Le misure hanno colpito politici, medici, psicologi e assistenti sociali. I bambini venivano dati in affido ricorrendo alle “più ingannevoli e disparate attività”, tra le quali l’utilizzo di impulsi elettrici per alterarne lo stato della memoria

Diciotto persone, tra politici, medici, assistenti sociali, liberi professionisti, psicologi e psicoterapeuti di una Onlus del torinese sono stati raggiunti da misure cautelari. Secondo l’ipotesi degli inquirenti avrebbero redatto false relazioni per allontanare bambini da famiglie e collocarli in affido retribuito da amici e conoscenti. Nell’ambito dell’inchiesta, denominata ‘Angeli e Demoni’ e coordinata dalla Procura di Reggio Emilia risulterebbero indagate decine di persone per un giro d’affari di centinaia di migliaia di euro.

I destinatari dei provvedimenti cautelari sono accusati, a vario titolo, di frode processuale, depistaggio, abuso d’ufficio, maltrattamento su minori, lesioni gravissime, falso in atto pubblico, violenza privata, tentata estorsione, peculato d’uso.

In particolare, tra le condotte finite sotto la lente della magistratura vi sarebbero dei veri e propri ‘lavaggi del cervello’ ai minori in sedute di psicoterapia. Il tutto anche ricorrendo a impulsi elettrici, spacciati ai piccoli come “macchinetta dei ricordi”,  per alterarne lo stato della memoria in prossimità di colloqui giudiziari.

I bambini sarebbero stati allontanati dalle rispettive famiglie attraverso le “più ingannevoli e disparate attività”. Tra queste, secondo la ricostruzione dei carabinieri che hanno condotto le indagini, relazioni mendaci e disegni dei bambini artefatti attraverso la mirata “aggiunta” di connotazioni sessuali.

Nel corso degli anni, inoltre, i Servizi sociali avrebbero omesso di consegnare ai bambini lettere e regali dati dai genitori naturali che i carabinieri hanno rinvenuto e sequestrato in un magazzino.

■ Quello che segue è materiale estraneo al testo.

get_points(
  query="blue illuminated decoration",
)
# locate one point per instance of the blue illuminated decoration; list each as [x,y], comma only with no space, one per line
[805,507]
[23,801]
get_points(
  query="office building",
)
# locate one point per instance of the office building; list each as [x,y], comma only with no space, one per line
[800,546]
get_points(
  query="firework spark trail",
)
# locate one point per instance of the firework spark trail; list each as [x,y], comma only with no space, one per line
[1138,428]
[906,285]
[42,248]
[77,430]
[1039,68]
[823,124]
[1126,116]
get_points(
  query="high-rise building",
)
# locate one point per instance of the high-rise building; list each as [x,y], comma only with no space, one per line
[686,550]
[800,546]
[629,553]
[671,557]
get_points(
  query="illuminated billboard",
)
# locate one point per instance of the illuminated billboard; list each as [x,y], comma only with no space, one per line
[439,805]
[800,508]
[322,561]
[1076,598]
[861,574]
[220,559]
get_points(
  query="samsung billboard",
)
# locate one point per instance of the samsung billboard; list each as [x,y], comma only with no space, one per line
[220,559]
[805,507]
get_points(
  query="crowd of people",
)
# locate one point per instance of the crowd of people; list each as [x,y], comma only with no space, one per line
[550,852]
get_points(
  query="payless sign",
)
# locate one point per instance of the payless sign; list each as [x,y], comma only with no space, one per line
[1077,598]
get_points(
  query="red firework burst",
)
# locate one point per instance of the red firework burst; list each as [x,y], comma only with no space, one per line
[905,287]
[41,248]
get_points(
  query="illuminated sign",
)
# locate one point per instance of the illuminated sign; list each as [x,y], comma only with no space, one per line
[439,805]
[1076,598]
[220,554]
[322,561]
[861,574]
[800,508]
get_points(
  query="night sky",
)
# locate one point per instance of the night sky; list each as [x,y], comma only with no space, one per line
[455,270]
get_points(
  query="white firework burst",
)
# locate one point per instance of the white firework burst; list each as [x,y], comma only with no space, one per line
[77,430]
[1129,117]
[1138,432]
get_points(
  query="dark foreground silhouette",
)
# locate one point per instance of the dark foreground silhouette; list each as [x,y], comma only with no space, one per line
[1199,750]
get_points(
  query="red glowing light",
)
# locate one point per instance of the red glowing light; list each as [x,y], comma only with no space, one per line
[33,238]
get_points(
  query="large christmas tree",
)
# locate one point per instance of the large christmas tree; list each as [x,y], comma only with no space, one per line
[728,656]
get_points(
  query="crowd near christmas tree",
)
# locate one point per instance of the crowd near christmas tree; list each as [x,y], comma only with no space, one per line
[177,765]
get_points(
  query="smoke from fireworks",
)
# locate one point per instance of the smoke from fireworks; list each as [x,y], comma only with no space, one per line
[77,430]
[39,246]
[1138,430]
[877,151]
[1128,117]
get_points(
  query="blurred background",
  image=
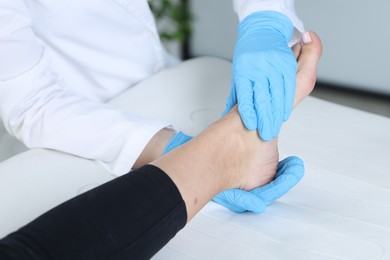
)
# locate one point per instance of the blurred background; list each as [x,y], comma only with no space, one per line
[355,66]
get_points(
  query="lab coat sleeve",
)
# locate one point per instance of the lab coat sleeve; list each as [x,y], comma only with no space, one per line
[36,107]
[287,7]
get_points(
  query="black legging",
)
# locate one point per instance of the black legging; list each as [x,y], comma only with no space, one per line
[131,217]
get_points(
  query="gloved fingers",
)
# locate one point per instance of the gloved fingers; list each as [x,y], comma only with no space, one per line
[290,172]
[277,100]
[239,201]
[231,100]
[246,108]
[263,109]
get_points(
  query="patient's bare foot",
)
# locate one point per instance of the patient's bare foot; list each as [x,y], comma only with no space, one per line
[227,155]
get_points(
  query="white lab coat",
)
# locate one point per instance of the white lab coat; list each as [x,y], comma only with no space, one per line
[60,61]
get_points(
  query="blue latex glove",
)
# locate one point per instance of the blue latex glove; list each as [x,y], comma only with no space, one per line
[264,71]
[290,172]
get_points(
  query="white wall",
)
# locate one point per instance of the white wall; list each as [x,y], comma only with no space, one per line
[355,34]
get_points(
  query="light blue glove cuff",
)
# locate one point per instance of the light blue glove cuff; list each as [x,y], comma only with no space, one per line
[179,139]
[266,20]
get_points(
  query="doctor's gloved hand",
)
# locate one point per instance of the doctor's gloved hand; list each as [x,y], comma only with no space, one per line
[290,171]
[264,73]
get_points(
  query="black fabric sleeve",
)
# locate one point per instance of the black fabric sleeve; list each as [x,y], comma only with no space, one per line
[130,217]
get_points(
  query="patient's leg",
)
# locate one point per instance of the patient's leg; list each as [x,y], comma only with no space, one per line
[307,55]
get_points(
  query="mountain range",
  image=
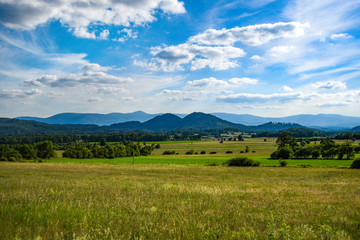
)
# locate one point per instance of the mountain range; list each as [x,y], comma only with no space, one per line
[319,121]
[160,123]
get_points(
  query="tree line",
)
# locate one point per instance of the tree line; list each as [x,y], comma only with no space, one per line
[41,150]
[288,148]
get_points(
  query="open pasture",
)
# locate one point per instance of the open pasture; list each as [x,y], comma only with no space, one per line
[105,201]
[258,145]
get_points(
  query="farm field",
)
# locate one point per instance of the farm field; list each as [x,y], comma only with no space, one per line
[146,201]
[258,150]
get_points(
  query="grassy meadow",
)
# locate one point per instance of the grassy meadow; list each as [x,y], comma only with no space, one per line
[179,197]
[106,201]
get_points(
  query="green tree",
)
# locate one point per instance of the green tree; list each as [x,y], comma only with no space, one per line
[285,139]
[45,149]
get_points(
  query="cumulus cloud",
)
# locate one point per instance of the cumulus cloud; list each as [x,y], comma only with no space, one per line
[126,33]
[110,90]
[253,35]
[171,58]
[19,93]
[213,82]
[73,80]
[286,89]
[94,67]
[79,15]
[330,85]
[340,35]
[280,50]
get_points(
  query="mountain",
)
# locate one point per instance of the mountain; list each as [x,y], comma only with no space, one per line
[274,127]
[169,122]
[21,127]
[329,122]
[93,118]
[161,123]
[355,129]
[319,121]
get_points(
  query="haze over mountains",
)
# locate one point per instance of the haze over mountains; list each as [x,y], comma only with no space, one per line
[160,123]
[319,121]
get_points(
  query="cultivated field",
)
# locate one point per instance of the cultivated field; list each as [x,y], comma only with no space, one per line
[179,197]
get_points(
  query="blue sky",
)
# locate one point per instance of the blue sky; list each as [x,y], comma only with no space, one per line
[265,57]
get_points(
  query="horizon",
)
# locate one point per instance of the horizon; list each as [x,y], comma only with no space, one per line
[268,58]
[160,113]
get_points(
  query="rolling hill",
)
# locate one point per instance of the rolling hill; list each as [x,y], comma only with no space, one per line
[161,123]
[326,122]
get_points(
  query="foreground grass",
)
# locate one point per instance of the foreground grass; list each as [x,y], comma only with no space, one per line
[105,201]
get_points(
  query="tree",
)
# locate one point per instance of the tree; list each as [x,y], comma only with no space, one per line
[45,149]
[103,142]
[27,151]
[346,149]
[285,139]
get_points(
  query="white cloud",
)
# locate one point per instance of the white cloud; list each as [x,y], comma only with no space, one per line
[127,33]
[330,85]
[79,15]
[73,80]
[281,50]
[255,57]
[94,67]
[171,58]
[253,35]
[340,35]
[19,93]
[110,90]
[219,84]
[286,89]
[94,99]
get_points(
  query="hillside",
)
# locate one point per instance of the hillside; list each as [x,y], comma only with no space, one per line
[330,122]
[163,123]
[93,118]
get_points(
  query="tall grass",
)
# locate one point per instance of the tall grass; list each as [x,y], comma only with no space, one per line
[105,201]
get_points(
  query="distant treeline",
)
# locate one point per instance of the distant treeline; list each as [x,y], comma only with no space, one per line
[289,147]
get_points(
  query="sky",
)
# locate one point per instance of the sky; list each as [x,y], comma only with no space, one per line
[269,58]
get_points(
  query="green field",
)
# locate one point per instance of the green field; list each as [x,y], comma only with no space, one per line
[180,197]
[259,150]
[146,201]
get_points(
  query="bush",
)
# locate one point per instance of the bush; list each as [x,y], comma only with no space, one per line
[283,153]
[356,164]
[167,152]
[242,162]
[189,152]
[283,163]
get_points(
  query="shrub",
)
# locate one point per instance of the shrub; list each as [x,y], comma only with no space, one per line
[283,163]
[212,164]
[283,153]
[356,164]
[167,152]
[242,162]
[189,152]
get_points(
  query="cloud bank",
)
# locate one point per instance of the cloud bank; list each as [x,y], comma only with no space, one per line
[80,16]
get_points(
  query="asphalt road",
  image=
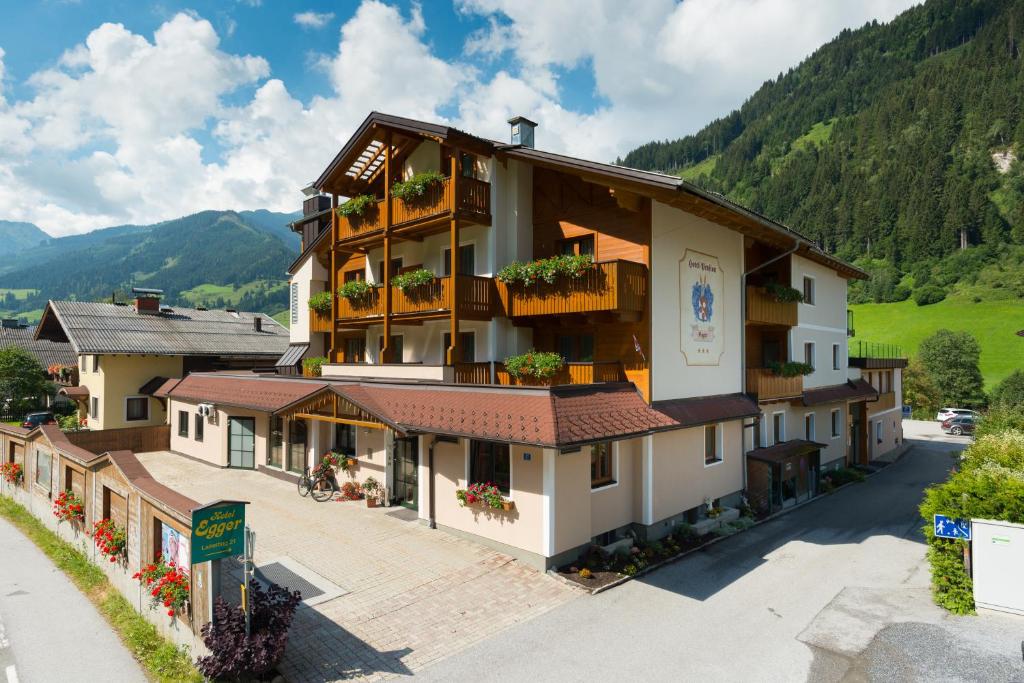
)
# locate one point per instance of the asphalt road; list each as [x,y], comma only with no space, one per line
[818,594]
[48,630]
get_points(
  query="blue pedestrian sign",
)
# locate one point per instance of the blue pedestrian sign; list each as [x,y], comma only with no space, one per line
[947,527]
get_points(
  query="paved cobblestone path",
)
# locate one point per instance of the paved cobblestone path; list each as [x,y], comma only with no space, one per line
[414,595]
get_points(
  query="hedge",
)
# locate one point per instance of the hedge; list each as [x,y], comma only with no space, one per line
[988,485]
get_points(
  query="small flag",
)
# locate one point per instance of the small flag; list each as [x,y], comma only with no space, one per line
[636,346]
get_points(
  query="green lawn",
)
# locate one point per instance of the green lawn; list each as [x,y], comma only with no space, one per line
[993,324]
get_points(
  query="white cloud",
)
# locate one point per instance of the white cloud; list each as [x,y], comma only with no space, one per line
[311,19]
[113,132]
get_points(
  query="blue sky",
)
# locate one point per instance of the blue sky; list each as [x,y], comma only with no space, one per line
[135,112]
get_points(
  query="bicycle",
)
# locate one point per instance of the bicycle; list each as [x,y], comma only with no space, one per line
[322,486]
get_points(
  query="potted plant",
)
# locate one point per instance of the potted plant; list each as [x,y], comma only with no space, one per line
[372,489]
[416,186]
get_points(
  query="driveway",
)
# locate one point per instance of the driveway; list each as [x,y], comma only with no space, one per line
[836,590]
[393,595]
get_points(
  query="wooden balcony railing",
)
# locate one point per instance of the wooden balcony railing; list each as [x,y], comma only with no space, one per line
[886,401]
[320,322]
[764,309]
[571,373]
[619,286]
[477,300]
[767,385]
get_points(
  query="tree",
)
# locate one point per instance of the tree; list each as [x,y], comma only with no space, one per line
[919,390]
[1010,392]
[950,358]
[23,380]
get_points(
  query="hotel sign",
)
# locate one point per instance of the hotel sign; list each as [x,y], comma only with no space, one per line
[218,530]
[701,298]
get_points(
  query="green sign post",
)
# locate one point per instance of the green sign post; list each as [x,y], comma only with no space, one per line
[218,530]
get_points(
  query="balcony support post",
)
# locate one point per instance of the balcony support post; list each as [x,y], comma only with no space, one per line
[332,280]
[386,342]
[453,349]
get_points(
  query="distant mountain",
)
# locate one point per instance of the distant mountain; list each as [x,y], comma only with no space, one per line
[242,256]
[15,237]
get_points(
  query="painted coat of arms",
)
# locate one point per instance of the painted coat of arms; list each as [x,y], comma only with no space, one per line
[701,284]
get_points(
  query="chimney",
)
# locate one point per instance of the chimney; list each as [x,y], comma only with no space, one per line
[146,300]
[522,131]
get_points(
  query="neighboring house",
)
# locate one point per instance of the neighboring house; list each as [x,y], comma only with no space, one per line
[681,334]
[126,351]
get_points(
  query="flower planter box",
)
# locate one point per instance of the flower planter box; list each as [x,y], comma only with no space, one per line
[708,525]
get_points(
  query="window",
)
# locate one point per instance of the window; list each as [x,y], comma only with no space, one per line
[488,462]
[294,303]
[136,408]
[467,346]
[344,439]
[583,246]
[808,290]
[577,348]
[43,463]
[467,260]
[274,456]
[601,473]
[778,427]
[713,444]
[396,350]
[355,349]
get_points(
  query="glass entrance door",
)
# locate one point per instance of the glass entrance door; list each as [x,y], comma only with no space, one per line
[407,461]
[242,442]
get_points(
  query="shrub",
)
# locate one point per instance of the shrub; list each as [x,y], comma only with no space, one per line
[413,279]
[417,186]
[232,655]
[321,302]
[791,368]
[540,365]
[313,366]
[783,294]
[548,269]
[357,206]
[928,295]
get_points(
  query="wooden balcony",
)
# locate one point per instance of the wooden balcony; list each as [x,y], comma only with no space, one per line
[476,300]
[886,401]
[611,286]
[320,322]
[435,207]
[762,308]
[769,386]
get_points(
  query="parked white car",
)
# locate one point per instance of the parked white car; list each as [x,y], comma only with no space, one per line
[946,413]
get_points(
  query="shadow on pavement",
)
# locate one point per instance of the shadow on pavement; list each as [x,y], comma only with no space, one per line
[884,505]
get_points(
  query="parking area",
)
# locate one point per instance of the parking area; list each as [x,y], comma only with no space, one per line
[409,595]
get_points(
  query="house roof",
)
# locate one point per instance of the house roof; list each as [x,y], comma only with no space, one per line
[46,351]
[107,328]
[708,410]
[784,450]
[669,188]
[850,390]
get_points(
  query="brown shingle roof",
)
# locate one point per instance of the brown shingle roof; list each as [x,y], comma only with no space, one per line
[258,393]
[850,390]
[708,410]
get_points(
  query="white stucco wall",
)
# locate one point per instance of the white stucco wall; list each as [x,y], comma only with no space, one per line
[673,232]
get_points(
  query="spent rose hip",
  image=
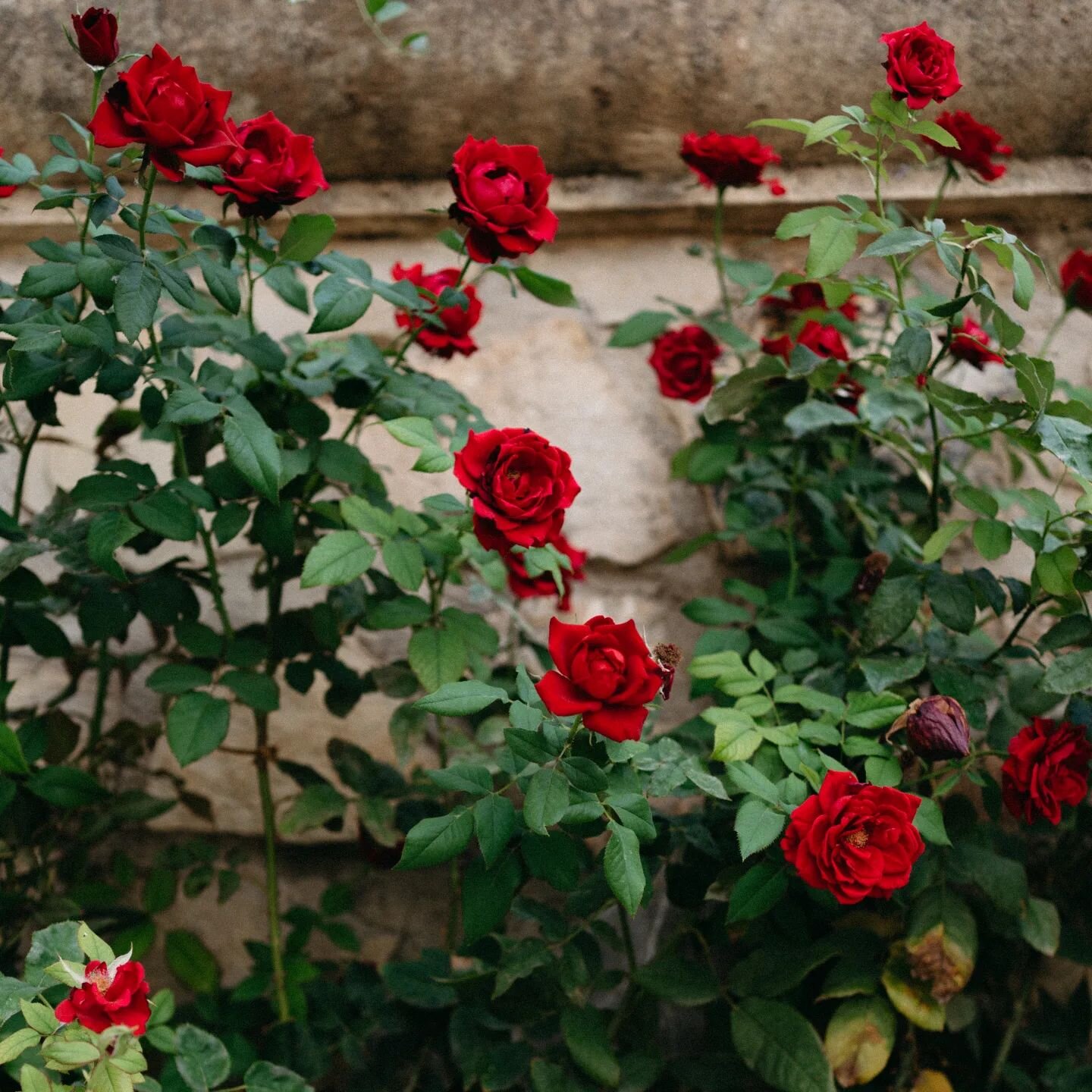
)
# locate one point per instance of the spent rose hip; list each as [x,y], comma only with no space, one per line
[501,196]
[454,334]
[604,673]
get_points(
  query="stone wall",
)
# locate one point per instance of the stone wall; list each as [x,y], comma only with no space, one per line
[603,86]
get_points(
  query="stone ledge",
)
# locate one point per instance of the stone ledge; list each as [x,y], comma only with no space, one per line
[1056,190]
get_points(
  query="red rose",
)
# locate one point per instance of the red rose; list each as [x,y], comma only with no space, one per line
[270,168]
[96,36]
[805,296]
[520,582]
[682,360]
[454,337]
[824,341]
[605,673]
[5,191]
[971,343]
[977,143]
[854,840]
[722,159]
[519,482]
[108,998]
[161,103]
[501,193]
[1076,275]
[921,66]
[1047,767]
[846,392]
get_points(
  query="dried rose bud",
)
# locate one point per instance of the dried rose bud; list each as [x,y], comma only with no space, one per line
[871,575]
[936,729]
[667,657]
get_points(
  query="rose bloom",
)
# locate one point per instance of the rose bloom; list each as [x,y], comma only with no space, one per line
[1076,275]
[520,582]
[161,103]
[96,36]
[824,341]
[501,196]
[108,998]
[270,168]
[603,672]
[971,343]
[854,840]
[721,159]
[977,144]
[1047,767]
[682,360]
[518,481]
[921,66]
[5,191]
[454,337]
[846,392]
[805,296]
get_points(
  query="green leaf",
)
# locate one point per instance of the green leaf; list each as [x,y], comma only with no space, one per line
[640,328]
[306,237]
[548,288]
[756,891]
[258,692]
[780,1046]
[339,558]
[942,538]
[814,414]
[196,725]
[136,300]
[930,823]
[191,962]
[546,801]
[1055,570]
[265,1077]
[251,448]
[494,826]
[899,241]
[202,1059]
[337,304]
[178,678]
[757,826]
[222,282]
[992,538]
[432,841]
[622,865]
[588,1039]
[833,243]
[405,563]
[437,657]
[461,699]
[1041,926]
[1069,674]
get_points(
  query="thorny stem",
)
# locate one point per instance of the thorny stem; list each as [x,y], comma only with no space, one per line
[719,250]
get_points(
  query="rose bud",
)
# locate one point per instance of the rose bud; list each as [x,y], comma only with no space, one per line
[96,36]
[667,657]
[871,575]
[936,729]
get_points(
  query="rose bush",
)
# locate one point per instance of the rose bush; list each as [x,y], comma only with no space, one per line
[844,869]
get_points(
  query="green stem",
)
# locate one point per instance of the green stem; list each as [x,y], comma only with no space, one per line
[719,250]
[148,181]
[17,505]
[1052,333]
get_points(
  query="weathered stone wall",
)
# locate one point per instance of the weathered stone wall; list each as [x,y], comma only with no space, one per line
[602,86]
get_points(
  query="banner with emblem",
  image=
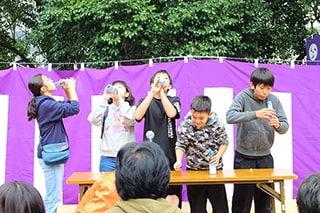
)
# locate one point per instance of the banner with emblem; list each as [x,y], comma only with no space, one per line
[313,50]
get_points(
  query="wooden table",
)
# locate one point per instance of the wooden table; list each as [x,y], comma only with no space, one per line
[263,178]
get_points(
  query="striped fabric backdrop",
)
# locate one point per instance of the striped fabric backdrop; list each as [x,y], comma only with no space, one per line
[298,88]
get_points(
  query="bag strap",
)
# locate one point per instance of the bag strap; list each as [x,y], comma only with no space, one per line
[64,129]
[105,114]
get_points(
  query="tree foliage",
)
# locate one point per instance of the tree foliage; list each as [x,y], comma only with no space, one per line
[69,31]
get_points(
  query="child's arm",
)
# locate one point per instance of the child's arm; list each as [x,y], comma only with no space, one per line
[222,149]
[167,105]
[177,165]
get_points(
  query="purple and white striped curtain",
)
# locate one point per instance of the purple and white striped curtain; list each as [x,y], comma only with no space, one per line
[298,88]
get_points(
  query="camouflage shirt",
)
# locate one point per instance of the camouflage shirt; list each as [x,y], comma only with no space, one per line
[197,143]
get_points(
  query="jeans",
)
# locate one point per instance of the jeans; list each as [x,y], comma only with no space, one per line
[53,175]
[244,193]
[107,164]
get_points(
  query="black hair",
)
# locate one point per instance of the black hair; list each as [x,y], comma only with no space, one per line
[201,103]
[34,85]
[262,76]
[142,171]
[308,196]
[130,99]
[20,197]
[160,71]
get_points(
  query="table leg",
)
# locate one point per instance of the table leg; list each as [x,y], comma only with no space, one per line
[271,191]
[282,196]
[82,189]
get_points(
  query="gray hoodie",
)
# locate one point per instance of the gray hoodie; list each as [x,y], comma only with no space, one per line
[254,136]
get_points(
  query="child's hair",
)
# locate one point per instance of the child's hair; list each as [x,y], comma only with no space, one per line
[130,99]
[201,103]
[160,71]
[20,197]
[34,85]
[262,76]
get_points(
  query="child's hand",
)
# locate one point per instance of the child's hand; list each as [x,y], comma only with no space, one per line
[265,113]
[177,166]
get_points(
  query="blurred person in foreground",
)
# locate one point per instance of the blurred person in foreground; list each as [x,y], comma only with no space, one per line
[308,196]
[142,179]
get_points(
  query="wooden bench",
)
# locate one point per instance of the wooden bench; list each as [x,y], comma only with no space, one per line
[263,178]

Tra gli affidatari dei minori figurerebbero anche titolari di sexy shop, persone con problematiche psichiche e con figli suicidi. Infine secondo il quadro accusatorio ci sarebbero stati due casi di abusi sessuali presso le famiglie affidatarie ed in comunità, dopo l’illegittimo allontanamento.

Alcune vittime dei reati, oggi adolescenti – secondo quanto evidenziato dai militari di Reggio Emilia – manifesterebbero “profondi segni di disagio, tossicodipendenza e gesti di autolesionismo”.

Le indagini sono iniziate alla fine dell’estate 2018 dopo un’anomala escalation di denunce all’Autorità Giudiziaria, da parte dei servizi sociali coinvolti, per ipotesi di reati di abusi sessuali e violenze a danni di minori commessi da parte dei genitori.

L’analisi dei fascicoli, tuttavia, vedeva puntualmente approdare le indagini verso la totale infondatezza di quanto segnalato. Da questo spunto si è sviluppata l’inchiesta che ha svelato numerosi falsi documentali, redatti secondo l’accusa dai servizi sociali in complicità con alcuni psicologi, “artatamente trasmessi all’Autorità Giudiziaria”.